Come to think about it, the only reason we are being side-tracked by motions to give The Luke Commission a budget as a solution; the single-sourced supplier for the same drugs rotting away locally; external trips to countries that supply drugs; short-term tenders to companies to supply drugs – and tenders to some obscure Indian company with dodgy credentials. All of these are signs that we are not addressing the elephant in the room. And that is to say, hate on Swazi Pharm all day long, but the truth is, that’s not where the problem. If it was, I am sure there would have long been a debate in parliament and an arrest.

The reason neither has happened is beacause those pulling the heist know the truth. Which then brings me to the question I have asked myself all week – perhaps more than any other week – is this parliament fit for purpose? Does it have the political gravitas to pull this country out of this mess? Does it have good men and women who care for this country – and can call out those who are derailing this country? Can it be expected to really stand up and call the problem for what it is – or is this as good as it gets? Are we lacking mature, politically-sound politicians who can arrest this slide? Perhaps, the answer to the question of the day lies in wait. Time will tell.

Savannah’s baptism into politics
Shame, you have to feel for Minister Savannah Maziya for what she is enduring in her first political stint.
It hasn’t been a bed of roses, and knowing her, she will be honest enough to admit that things have not worked as perfectly as she demands of herself – and those around her.

In the brief period as a politician, the business mogul has had to contend with a lot at the height of which must be losing Phesheya Dube as her principal secretary.
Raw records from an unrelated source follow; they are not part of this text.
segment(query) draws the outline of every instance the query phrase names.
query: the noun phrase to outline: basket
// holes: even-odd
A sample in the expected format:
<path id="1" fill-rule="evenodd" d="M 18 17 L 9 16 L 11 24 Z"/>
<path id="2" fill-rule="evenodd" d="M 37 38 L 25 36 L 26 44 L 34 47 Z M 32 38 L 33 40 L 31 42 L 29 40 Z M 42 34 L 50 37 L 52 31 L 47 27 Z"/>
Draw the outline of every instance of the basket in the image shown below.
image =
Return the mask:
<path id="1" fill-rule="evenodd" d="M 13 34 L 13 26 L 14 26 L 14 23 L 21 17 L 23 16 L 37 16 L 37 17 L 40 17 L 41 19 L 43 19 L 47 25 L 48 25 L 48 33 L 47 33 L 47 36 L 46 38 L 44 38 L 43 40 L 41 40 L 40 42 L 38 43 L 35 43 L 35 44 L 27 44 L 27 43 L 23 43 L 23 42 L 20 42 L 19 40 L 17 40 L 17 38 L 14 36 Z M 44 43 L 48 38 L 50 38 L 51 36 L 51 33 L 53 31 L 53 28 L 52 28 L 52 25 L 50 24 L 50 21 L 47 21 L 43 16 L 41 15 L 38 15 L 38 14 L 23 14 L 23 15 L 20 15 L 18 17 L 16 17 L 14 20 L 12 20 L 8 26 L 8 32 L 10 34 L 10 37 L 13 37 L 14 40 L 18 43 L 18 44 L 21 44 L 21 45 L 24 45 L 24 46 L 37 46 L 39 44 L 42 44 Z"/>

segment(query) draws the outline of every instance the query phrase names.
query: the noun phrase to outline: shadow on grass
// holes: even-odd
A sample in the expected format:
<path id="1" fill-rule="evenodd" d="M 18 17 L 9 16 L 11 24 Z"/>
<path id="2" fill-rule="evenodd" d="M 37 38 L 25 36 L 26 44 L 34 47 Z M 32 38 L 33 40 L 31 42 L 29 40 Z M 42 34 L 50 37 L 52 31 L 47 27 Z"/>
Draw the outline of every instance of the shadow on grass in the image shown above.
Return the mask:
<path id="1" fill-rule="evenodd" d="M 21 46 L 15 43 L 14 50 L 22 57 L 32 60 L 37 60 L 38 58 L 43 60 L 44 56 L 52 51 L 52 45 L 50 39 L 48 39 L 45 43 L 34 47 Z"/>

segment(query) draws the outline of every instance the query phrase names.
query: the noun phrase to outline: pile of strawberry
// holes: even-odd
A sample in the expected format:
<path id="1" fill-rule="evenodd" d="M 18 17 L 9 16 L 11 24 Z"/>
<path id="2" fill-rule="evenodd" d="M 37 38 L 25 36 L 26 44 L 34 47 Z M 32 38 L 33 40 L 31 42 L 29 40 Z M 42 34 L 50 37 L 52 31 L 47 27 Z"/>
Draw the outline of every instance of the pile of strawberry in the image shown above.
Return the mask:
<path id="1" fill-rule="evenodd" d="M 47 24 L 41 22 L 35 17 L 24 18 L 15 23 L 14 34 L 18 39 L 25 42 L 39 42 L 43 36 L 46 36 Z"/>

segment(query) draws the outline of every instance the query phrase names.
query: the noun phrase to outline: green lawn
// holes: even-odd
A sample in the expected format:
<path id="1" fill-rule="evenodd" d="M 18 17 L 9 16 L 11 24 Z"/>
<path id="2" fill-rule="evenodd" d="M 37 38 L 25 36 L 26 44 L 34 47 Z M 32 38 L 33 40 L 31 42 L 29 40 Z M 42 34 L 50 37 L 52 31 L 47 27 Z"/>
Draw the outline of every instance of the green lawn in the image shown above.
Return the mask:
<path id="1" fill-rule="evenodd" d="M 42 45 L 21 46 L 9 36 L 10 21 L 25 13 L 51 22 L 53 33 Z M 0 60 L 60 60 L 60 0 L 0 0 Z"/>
It is an open secret that the two had formed a good partnership and the recent reshuffle must hit hard.
There is also the fraught relationship with the prime minister that she has had to work within, which can’t be easy.

Thrown in the Royal Science and Technology Park which has been bedevilled with resignations after the other – from executives to the board chair. The minister is also dealing with the king’s advisory body Liqoqo following the dismissal or non-renewal of the previous chief executive Vumile Dlamini on allegations of many other things relating to fraud and financial mismanagement.
All of which brings me to say that the minister couldn’t have wished for a more controversial or troubled start to her life in politics. To her credit, the minister is working hard to maintain her street cred; which is that she is a big-name businesswoman who knows how to run the show and knows what it takes to turn things around.

Her appointment of the board chairman of the RSTP this past week is probably a roll of the dice, but relatively not a sign of her burying her head in the sand.
Which is to say, the RSTP has been riddled with a lot of challenges for a very long time and to solve them will take more than the rightful appointment – or a magic wand. There has got to be a systematic, methodical way to arrest the slide and it requires that the minister retreats to the drawing board to analyse what strategy could best work to get this ship back on course.

An indaba into the collapse of the RSTP could be a start; to allow people to come forward with what they have seen that contributed to the RSTP failing to live up to expectations.
It could also help to expose some of the rot that we know has happened, but is also not being addressed, because either it is true that there are strong forces within the RSTP that are the cause or that there has been a systematic failure.
One thing is for certain, plugging the holes with mud won’t stop the house from flooding.

And not even a Jacqueline will be a fix. What the RSTP needs is a true surgical operation – probably not at the Mbabane Government Hospital.
I admire the minister’s tenacity a lot and her passion for the country. What she needs though, is a five-man committee to do her dirty work and submit an actionable report providing a way forward.
Anything else, will drag her good name down the mud, which the guys in the movie Scarface will say… ‘is politics’.